I have covered the issue of soul sleep before. One version is held by Seventh-Day Adventists and teaches exactly that, that the spirit of the dead is asleep in the grave, waiting to be revived at the Second Coming. The Jehovah's Witnesses hold a different version, according to which the spirit of the dead disintegrates, and is recreated at the Second Coming. Either way, the doctrine is unbiblical.
First, consider Acts 7:59: "And as they were stoning Stephen, he called out, 'Lord Jesus, receive my spirit.'" The context is the account of the martyrdom of Stephen. Just as he is about to die, he proclaims the words recorded here. The verb "receive" is a present tense imperative. Present tense, not future tense. He expects to pass in the coming seconds from his current circumstances into the waiting arms of Jesus. He expected no intervening period of two-thousand years - so far - before that meeting. Unlike the members of the Watchtower, he expected that blessing now!

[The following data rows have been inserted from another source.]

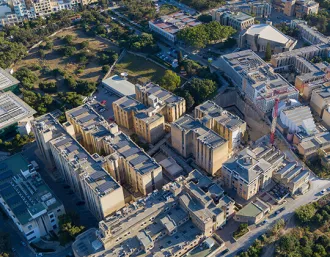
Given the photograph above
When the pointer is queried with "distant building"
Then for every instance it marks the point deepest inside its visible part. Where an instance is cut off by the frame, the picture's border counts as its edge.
(166, 103)
(226, 124)
(309, 147)
(191, 138)
(237, 20)
(12, 111)
(256, 79)
(320, 100)
(123, 159)
(83, 172)
(294, 178)
(258, 36)
(297, 118)
(300, 8)
(119, 85)
(143, 120)
(309, 34)
(259, 9)
(175, 219)
(253, 212)
(251, 170)
(169, 25)
(27, 200)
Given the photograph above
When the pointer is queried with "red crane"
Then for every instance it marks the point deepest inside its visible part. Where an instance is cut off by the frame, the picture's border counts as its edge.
(274, 121)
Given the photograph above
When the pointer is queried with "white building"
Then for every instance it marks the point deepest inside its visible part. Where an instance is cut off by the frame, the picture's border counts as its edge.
(258, 36)
(27, 200)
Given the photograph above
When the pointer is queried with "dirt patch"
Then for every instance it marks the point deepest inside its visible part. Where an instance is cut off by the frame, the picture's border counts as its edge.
(139, 69)
(53, 59)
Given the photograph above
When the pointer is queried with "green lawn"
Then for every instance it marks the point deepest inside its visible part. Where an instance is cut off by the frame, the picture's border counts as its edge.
(139, 69)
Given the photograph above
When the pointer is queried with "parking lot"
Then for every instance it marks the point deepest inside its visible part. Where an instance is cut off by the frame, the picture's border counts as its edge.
(106, 98)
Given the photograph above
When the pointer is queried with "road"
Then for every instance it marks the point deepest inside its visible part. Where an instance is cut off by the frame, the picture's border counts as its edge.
(86, 218)
(244, 242)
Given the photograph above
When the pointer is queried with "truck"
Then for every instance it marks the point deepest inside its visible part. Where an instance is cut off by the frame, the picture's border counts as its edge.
(35, 165)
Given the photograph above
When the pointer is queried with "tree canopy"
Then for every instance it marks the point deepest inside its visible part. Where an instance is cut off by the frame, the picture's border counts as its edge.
(170, 80)
(201, 35)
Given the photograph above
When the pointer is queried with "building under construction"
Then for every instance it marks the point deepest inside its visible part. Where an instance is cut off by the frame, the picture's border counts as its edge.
(257, 80)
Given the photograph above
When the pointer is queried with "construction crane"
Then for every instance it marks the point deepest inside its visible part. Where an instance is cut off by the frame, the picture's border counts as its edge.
(274, 121)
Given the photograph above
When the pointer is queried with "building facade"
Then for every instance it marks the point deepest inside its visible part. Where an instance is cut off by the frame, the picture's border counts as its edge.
(237, 20)
(224, 123)
(191, 138)
(251, 170)
(27, 200)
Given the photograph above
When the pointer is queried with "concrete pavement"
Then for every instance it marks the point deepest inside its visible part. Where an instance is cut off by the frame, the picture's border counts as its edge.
(245, 241)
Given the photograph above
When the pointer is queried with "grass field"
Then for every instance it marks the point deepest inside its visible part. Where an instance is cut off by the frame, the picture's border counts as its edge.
(92, 71)
(139, 69)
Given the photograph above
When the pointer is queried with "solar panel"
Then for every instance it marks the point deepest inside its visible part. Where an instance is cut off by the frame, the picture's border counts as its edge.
(107, 186)
(130, 152)
(62, 142)
(97, 175)
(87, 118)
(139, 159)
(5, 175)
(72, 148)
(78, 112)
(81, 156)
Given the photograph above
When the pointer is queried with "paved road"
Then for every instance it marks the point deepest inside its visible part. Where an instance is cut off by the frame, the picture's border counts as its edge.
(244, 242)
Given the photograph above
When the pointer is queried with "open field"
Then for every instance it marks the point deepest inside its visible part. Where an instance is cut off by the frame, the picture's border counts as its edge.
(139, 69)
(91, 71)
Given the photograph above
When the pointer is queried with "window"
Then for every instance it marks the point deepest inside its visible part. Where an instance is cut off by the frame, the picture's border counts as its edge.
(30, 233)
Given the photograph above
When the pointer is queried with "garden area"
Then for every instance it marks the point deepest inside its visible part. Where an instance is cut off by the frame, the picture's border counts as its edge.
(63, 70)
(139, 69)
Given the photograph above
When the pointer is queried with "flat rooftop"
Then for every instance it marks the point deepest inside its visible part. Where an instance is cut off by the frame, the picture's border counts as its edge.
(13, 109)
(152, 89)
(253, 161)
(268, 32)
(24, 191)
(7, 80)
(175, 22)
(259, 74)
(99, 180)
(119, 86)
(211, 110)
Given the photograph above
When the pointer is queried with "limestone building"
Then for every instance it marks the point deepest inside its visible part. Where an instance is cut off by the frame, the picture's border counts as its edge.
(191, 138)
(226, 124)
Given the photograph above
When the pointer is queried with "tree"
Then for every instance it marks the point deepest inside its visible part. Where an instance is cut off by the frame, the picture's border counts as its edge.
(84, 44)
(205, 18)
(305, 213)
(68, 39)
(189, 99)
(203, 34)
(69, 51)
(105, 68)
(202, 89)
(10, 52)
(268, 52)
(180, 57)
(49, 87)
(69, 228)
(170, 80)
(26, 77)
(71, 98)
(42, 54)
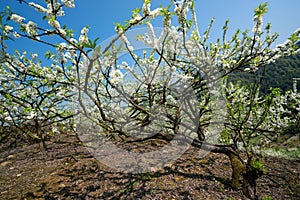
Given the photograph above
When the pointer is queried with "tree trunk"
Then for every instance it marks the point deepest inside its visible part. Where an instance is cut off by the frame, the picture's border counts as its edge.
(238, 168)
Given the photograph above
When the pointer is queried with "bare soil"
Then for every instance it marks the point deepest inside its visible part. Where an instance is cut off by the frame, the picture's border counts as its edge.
(66, 170)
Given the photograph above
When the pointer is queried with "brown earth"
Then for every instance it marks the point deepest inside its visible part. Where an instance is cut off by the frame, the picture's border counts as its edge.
(66, 170)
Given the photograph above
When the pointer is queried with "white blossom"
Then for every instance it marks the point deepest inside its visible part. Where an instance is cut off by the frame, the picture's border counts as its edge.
(83, 39)
(116, 77)
(69, 3)
(17, 18)
(38, 7)
(8, 29)
(54, 23)
(16, 35)
(31, 28)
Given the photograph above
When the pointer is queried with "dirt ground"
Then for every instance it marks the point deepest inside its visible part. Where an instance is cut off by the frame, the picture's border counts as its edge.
(66, 170)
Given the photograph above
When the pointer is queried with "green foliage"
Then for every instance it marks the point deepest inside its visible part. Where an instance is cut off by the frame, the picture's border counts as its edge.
(258, 165)
(276, 75)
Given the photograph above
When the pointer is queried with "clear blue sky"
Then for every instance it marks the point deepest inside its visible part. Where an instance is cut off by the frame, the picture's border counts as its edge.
(101, 15)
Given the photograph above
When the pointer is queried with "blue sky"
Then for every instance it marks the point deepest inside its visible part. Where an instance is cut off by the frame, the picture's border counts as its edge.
(101, 15)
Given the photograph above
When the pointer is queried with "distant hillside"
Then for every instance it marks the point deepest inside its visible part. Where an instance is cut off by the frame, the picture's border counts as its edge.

Next, look at Hebrews 12:23: "[You have come] to the assembly of the firstborn who are enrolled in heaven, and to God, the judge of all, and to the spirits of the righteous made perfect." Here the author describes the Heavenly Jerusalem, the glorified church, sometimes called the Church Triumphant, which consists of "spirits made perfect." Notice again the present tense. These spirits are the saints already in Heaven, in their glorified state. They are not spirits in the author's far future, as the Watchtower and SDA's claim.
On top of the proofs I have given in the past (use the "soul sleep" tag at the bottom), these verses easily demonstrate that the soul sleep doctrine, whether of the Seventh-Day Adventist version or of the Jehovah's Witness version, is a manmade doctrine, invented in spite of the biblical testimony, not derived from it.